Christopher Hogwood--as all but those still living in the performance practice Dark Ages will know--is a conductor of scholarly perspective as well as musical authority. The founder of the Academy of Ancient Music ensemble specializes in performances of Baroque and Classical music on period instruments, or reasonable facsimiles thereof.
This week, however, he begins performances at the Music Center of Bach's "Christmas Oratorio" with the Los Angeles Philharmonic and Los Angeles Master Chorale, neither of which are pillars of the early music establishment.
Hogwood does not see any great compromise involved in that, feeling that such performances can be made within the spirit if not the letter of Bachian practice.
"I think it certainly does not misrepresent Bach," he says, adding "I think in an ideal world you would want to perform it with exactly the same forces, in exactly the same hall, under exactly the same conditions, as Bach did."
The Philharmonic and Master Chorale will be much reduced in size, of course, and Hogwood believes that is one starting point in preserving Baroque spirit.
"I think you have to balance out chorus, soloists and instrumentalists in the hall. . . . What to preserve is proportion."
Hogwood conducting Bach will not be new to Philharmonic subscribers. The British conductor opened the Philharmonic's 1984-85 season, in the interregnum between Giulini and Previn, leading essentially the same forces in Bach's B-minor Mass.
Those musicians included bass David Thomas--a member of what Hogwood calls the "house team" at the Academy of Ancient Music--and soprano Mary Rawcliffe, who is replacing Emma Kirkby because the latter is having a baby.

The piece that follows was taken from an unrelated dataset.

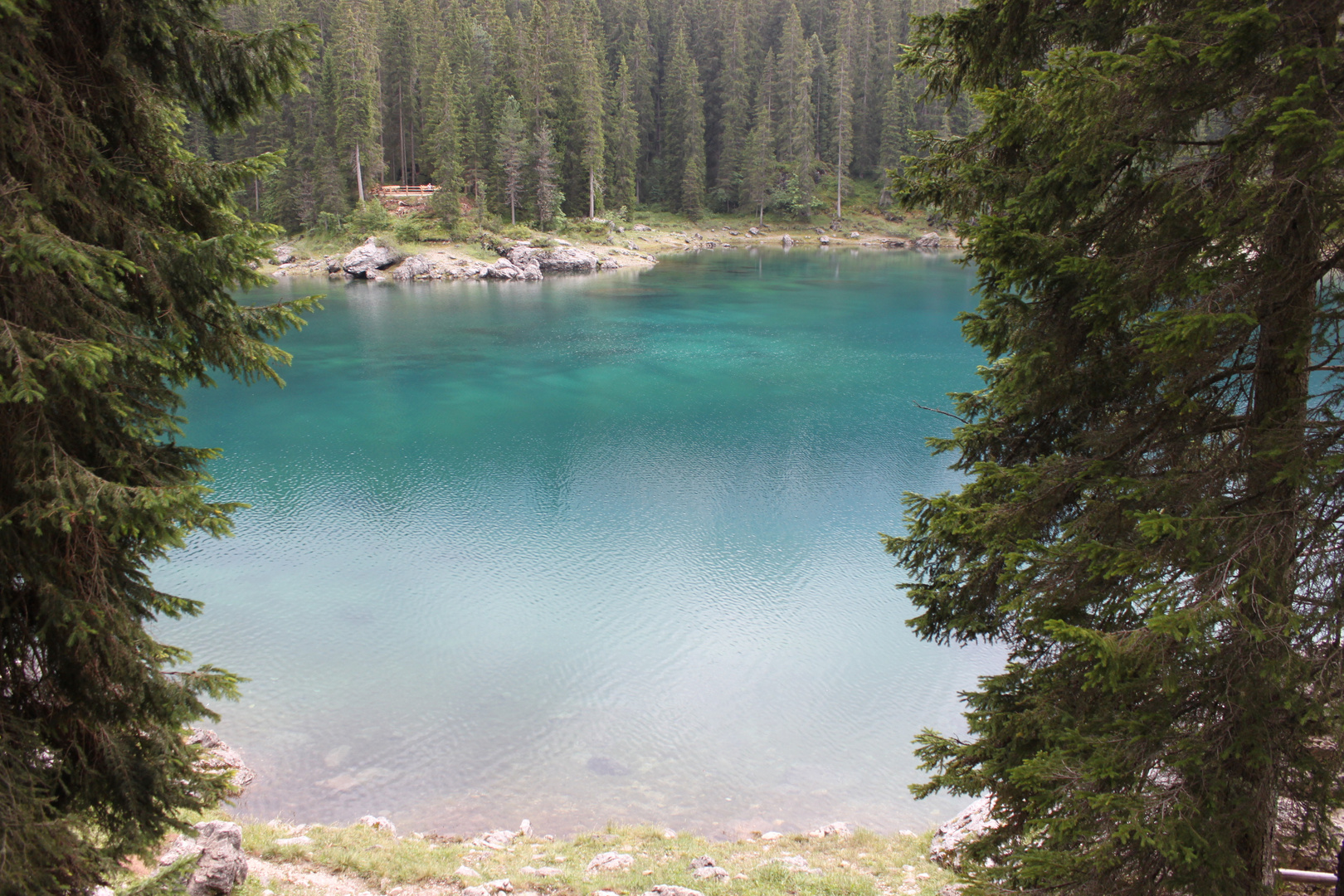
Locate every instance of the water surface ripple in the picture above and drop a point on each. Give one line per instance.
(587, 550)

Mezzo Catherine Robbin and tenor Laurence Dale complete the "Christmas Oratorio" vocal soloists.
His experiences with the B-minor Mass and other Philharmonic performances have given Hogwood confidence about the approaching "Christmas Oratorio." "It just shows what a flexible orchestra the Phlharmonic has become," he says, referring to the orchestra's ability to adapt to different stylistic criteria.

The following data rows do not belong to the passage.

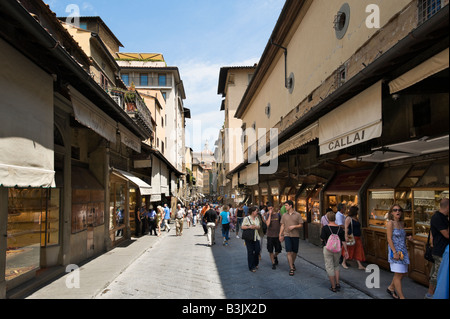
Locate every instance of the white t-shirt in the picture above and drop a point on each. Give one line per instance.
(340, 219)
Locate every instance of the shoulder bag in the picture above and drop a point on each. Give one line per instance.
(248, 234)
(429, 250)
(351, 239)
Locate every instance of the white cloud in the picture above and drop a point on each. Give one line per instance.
(201, 81)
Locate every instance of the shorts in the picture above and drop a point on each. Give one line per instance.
(435, 270)
(399, 268)
(291, 244)
(273, 243)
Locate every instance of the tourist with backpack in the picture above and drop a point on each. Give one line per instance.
(334, 237)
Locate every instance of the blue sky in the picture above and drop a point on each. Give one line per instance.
(197, 36)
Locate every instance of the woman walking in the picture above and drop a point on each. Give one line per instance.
(224, 218)
(253, 246)
(331, 257)
(397, 252)
(159, 218)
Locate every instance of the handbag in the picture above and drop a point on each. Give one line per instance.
(428, 250)
(351, 239)
(248, 234)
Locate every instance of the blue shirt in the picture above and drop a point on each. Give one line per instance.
(167, 211)
(225, 217)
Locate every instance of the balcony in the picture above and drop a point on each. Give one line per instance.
(149, 80)
(132, 103)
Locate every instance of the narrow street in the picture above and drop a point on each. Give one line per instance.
(185, 268)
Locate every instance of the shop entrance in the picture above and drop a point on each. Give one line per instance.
(33, 223)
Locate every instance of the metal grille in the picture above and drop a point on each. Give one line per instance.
(428, 8)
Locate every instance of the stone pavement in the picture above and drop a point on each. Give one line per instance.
(185, 268)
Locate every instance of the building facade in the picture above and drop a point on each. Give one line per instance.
(60, 201)
(358, 107)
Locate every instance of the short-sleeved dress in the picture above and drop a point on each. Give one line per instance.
(399, 240)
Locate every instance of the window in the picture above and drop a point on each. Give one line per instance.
(162, 79)
(427, 9)
(126, 79)
(104, 81)
(144, 79)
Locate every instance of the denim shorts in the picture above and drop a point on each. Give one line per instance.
(291, 244)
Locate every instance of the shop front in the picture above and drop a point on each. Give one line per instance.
(128, 194)
(301, 206)
(314, 214)
(29, 208)
(417, 185)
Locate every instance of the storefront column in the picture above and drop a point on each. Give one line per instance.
(3, 238)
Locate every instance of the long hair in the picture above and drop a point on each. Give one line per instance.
(390, 217)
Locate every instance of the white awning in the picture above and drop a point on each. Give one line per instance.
(356, 121)
(26, 122)
(406, 149)
(252, 174)
(91, 116)
(144, 188)
(428, 68)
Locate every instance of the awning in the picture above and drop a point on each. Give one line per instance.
(156, 175)
(349, 182)
(26, 122)
(235, 180)
(82, 178)
(407, 149)
(252, 174)
(144, 188)
(91, 116)
(356, 121)
(428, 68)
(305, 136)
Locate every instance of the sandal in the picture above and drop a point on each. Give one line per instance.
(392, 293)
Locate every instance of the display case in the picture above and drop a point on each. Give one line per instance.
(33, 222)
(426, 203)
(379, 203)
(302, 199)
(314, 205)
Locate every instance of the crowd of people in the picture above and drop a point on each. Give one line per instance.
(341, 233)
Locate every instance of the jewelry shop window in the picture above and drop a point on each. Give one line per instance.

The "Christmas Oratorio" is actually a gathering of six cantatas centering on Christmas and Epiphany. The first three cantatas will be given this week on Tuesday, Thursday, Friday and next Sunday. The second half of the oratorio is scheduled for Dec. 16 and 19. (See music listings on Page 66 for times.)

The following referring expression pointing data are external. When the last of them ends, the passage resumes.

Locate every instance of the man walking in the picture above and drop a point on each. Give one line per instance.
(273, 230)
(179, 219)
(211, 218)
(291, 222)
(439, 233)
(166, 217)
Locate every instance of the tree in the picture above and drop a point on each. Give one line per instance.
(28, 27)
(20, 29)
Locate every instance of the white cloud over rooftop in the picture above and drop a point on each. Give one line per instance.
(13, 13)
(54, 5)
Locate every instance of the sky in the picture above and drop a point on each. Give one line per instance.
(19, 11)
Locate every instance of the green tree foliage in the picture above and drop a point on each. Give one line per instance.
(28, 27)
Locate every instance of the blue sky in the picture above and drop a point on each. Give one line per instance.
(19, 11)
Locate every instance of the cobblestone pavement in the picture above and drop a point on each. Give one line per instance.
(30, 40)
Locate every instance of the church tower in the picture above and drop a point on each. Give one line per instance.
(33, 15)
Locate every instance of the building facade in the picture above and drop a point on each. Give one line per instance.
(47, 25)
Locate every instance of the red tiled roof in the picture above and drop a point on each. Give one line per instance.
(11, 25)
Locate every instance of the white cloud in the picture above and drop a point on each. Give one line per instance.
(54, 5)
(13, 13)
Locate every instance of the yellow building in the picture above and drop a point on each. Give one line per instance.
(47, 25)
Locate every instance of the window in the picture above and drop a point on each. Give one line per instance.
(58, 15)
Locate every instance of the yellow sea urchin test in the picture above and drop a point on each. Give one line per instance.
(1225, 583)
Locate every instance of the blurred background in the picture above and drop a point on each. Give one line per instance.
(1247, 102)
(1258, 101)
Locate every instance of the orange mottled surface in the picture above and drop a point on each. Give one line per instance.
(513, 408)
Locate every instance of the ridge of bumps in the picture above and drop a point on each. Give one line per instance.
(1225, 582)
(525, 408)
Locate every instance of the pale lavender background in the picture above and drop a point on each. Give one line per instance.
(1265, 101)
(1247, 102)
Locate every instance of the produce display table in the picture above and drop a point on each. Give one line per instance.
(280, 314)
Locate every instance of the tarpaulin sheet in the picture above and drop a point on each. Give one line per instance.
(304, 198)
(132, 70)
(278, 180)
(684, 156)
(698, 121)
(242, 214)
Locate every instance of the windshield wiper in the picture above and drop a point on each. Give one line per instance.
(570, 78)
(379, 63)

PREMIERES AND DEBUTS: The world premiere of Charles Wuorinen's only opera, "The W. of Babylon," takes place Dec. 18 in a concert performance at the Herbst Theatre in San Francisco. A similar performance there preceded the Houston opening of "Nixon in China," by John Adams, who preceded Wuorinen as composer-in-residence with the San Francisco Symphony.
Performance artist Rachel Rosenthal presents the Los Angeles premiere of "L.O.W. in Gaia" as a fund-raiser for the Cactus Foundation. Four performances are planned for this week, Thursday through Sunday. Information: (213) 839-0661.
Yoav Talmi, music director of the Israel Chamber Orchestra, makes his debut with the Los Angeles Chamber Orchestra, Thursday and Saturday. His program lists Hindemith's "Kammermusik No. 1," Beethoven's Second Symphony, and Schumann's Cello Concerto, with soloist Ralph Kirshbaum.
The Eastman Brass offer the local premiere of the "Christmas Concerto" by John Harbison, the Pulitzer Prize winning composer-in-residence with the Los Angeles Philharmonic, next Sunday. The Chamber Music Music in Historic Sites concert takes place at the Saint Vincent de Paul Church downtown.
NEW USC MUSIC FUND: The School of Music at USC has received $100,000 from Therese Kerze Cheyovich and Florence Kerze, to establish a fund in the name of their brother, chemical engineer Frank Kerze Jr. The first project supported by that gift has been the commissioning of a cello concerto by composer Karel Husa. The premiere will be given next fall by cellist Lynn Harrell and the USC Symphony.